Miloslava Kalibová, one of the last survivors of the Lidice massacre, has
died at the age of 96. As a nineteen- year-old Kalibová saw her father
executed by the Nazis and spent almost three years with her mother and
sister in the concentration camp in Ravensbrück. She returned to
Czechoslovakia after the war.
Through her life Kalibová worked tirelessly to bear witness of the atrocities of the Holocaust, sharing her experience with schoolchildren and adults in numerous lectures and debates.
Seven years ago she and other Lidice survivors met with German president Joachim Gauck. Her funeral will take place on January 7, in Prague’s Motol crematorium.
The Czech Republic is the seventh biggest exporter of fireworks in the
world, according to world business data. The country exports 10 million
dollars worth of fireworks annually.
The Netherlands is Europe’s top exporter of fireworks selling 52 million dollars worth of fireworks every year.
The Czech Republic is also one of the most lenient states when it comes to the sale of fireworks.
According to the CTK news agency there are currently 11 e-shops offering F-4 –the most dangerous category of fireworks which should only be handled by professionals.
The Czech motorway network was extended by 33 kilometres this year,
according to the Ministry of Transport.
This is a significant improvement on 2018 which only saw four kilometres of new roads constructed.
New highway projects slated for 2020 envisage 21 kilometres of new highways being opened.
The cabinet has come under severe criticism for the slow pace of infrastructure construction, most recently from President Miloš Zeman.
The Czech Republic will not be offering grants to students from developing
countries next year due to a cut in finances, Czech Radio reported on
In the years between 2013 and 2019 the country annually financed the studies of 130 students from the developing world at Czech universities, paying them 14 thousand crowns a month in addition to accommodation.
The program is being curtailed after the finance and foreign ministries failed to get an additional 13.5 million crowns to keep it going.
The 112 million earmarked for the project this year will only suffice to allow the students already here to conclude their studies.
A hospital in the central Bohemian town of Benešov which was hit by a
cyber-attack on December 11 is once again fully operational.
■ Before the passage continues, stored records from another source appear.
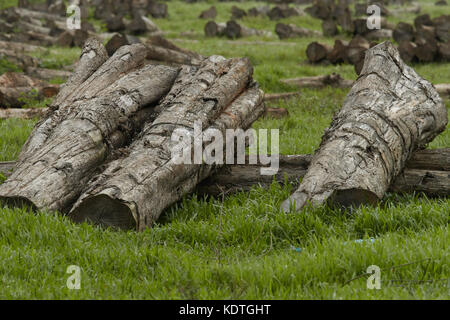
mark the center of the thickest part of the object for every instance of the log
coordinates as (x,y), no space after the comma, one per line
(443,89)
(214,29)
(234,30)
(389,113)
(442,27)
(15,88)
(209,14)
(426,49)
(237,13)
(329,28)
(316,52)
(18,59)
(260,11)
(280,96)
(276,113)
(333,80)
(427,171)
(403,32)
(339,52)
(285,31)
(65,149)
(110,201)
(169,56)
(22,113)
(407,51)
(281,12)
The attack
paralyzed the institution for days since staff were unable to use x-rays,
ultrasound or laboratory instruments and could not exchange information
with other hospitals.
Just last week a similar attack paralyzed the OKD coal mining company which was forced to stop mining in all of its mines for security reasons.
The cabinet is due to debate a proposed amendment to the law on cyber security in the coming days, which would give Military Intelligence broader powers, among others the right to continuously monitor public communications networks.
Pensioners in the Czech Republic will see an increase in their monthly
old-age pensions by 6.7 percent on average, which amounts to around 900
crowns, as of January 2020.
The hike is higher by about 200 crowns than the increase that the pension law would normally allow, based on salary growth and inflation. It is the second hike in succession as the government strives to bring pensions faster to a higher level.
The Social Democrats of the ruling coalition, who hold the Labour and Social Affairs portfolio, say they want pensions to reach 50% of the average wage by the end of the government’s term in 2021.
Czechs will have to pay more for spirits and tobacco products in 2020.
Under a tax amendment approved by Parliament in December the excise tax on tobacco and cigarettes will go up by 10 percent in 2020, while that on spirits by 13 percent.
Certain forms of gambling will also see a tax increase from 23 to 25 percent.
While the ministry expects the price of a packet of cigarettes to rise by around five crowns next year, tobacco companies say consumers are likely to pay an extra 12 or 13 crowns.
The police barred 1,100 perpetrators of domestic violence from their homes
between January and November of this year, according to data released by
the White Circle of Safety, a civic organization helping victims of
domestic violence in the Czech Republic.
Under a law approved in 2007 perpetrators of domestic violence can be barred from their homes for ten days to give victims a chance to seek help and temporary accommodation elsewhere.
According to Petra Vitoušová, director of the White Circle of Safety, the police would take action against more offenders if they were better trained in recognizing domestic violence and dealing with such situations.